As entranhas do poder.
O Brasil se prepara para mais uma longa semana, chega ao fim o
feriadão de dia da Pátria, a realidade bate a nossa porta, conhecemos as
entranhas do candidato a presidente Bolsonaro, que por sorte teve um atentado
bem mais amador do que o realizado contra Eduardo Campos. As pessoas estão
cansadas das promessas de políticos corruptos que só usam o cargo para
enriquecer, o governo Temer não conseguiu fazer as reformas que pretendia
principalmente a da previdência, que se tornou um buraco negro sugando a energia
da sociedade. Passada a notícia do atentado, agora é focar nos projetos de
governo, eu não quero mais Mensalão, Petrolão, Estatização, loteamento de
cargos públicos, interferência do Estado no Mercado, não quero ouvir falar em
coitadismo, na chorumela Lulopetista, chega de usar o povo contra ele, chega de
ódio a Classe Média ou a qualquer classe, assim como discurso de ódio contra
homossexuais, mulheres ou étnico. Espero que a facada humanize Bolsonaro, ele
não “merecia” ser agredido. Se era sangue que a oposição queria, não
conseguiram expor, pois ficou entranhado, um episódio lamentável que não pode
ser usado politicamente nem por ele, muito menos por seus opositores. O bandido
que usou a faca terá que se entender com a polícia, a Justiça, então sua
suposta opinião não deve influenciar, seja louco ou terrorista, não tinha o
direito de usar uma arma para impor a sua vontade.

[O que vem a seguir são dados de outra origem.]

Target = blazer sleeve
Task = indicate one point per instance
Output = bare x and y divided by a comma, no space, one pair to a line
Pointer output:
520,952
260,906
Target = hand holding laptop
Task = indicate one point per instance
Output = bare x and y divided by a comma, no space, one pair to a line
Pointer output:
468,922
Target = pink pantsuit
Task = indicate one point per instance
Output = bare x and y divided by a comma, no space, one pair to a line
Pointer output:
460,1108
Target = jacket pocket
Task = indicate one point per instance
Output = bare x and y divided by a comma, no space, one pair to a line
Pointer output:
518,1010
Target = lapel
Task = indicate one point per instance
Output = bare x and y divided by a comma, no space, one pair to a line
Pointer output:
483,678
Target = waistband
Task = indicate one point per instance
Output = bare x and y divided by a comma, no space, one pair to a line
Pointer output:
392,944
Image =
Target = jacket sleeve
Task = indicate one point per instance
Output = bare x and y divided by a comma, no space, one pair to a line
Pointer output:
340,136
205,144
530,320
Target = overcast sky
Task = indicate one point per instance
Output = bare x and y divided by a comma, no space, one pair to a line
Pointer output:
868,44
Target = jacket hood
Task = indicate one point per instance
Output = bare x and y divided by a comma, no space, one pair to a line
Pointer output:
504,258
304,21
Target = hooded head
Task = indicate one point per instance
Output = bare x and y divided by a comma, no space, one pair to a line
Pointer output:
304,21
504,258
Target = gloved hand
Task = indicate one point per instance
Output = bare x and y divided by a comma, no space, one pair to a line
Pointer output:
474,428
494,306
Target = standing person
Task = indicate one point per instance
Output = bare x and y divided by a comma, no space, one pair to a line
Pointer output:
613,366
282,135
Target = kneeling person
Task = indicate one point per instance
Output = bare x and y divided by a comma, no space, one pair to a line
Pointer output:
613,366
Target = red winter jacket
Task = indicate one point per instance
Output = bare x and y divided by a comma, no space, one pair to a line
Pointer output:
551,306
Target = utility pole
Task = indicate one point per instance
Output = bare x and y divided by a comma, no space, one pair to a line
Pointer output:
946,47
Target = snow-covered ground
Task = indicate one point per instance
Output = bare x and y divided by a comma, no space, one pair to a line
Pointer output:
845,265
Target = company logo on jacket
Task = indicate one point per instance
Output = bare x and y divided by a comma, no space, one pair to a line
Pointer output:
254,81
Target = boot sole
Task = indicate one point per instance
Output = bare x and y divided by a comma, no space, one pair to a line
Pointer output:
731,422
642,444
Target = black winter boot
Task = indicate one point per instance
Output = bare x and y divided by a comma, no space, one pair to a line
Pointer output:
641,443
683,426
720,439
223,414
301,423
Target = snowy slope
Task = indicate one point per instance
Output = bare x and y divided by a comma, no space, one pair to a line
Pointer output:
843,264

Eu quero um governo mais liberal, acho que o socialismo populista foi péssimo para o Brasil, gerou mais abismo econômico do que
nunca e só foi bom para os cabos eleitorais do PT, PMDB e PP, além de todos os
políticos que levaram a vida boa, muito louca, dançando com um guardanapo na
cabeça nos melhores restaurantes do Mundo, se encheram de jóias, carros
luxuosos, sítios, apartamentos, fazendas, contas gordas no exterior. A farra
com o dinheiro público tem que acabar e essa mania dos políticos e intelectuais
de colocarem a culpa de tudo numa classe ou na outra.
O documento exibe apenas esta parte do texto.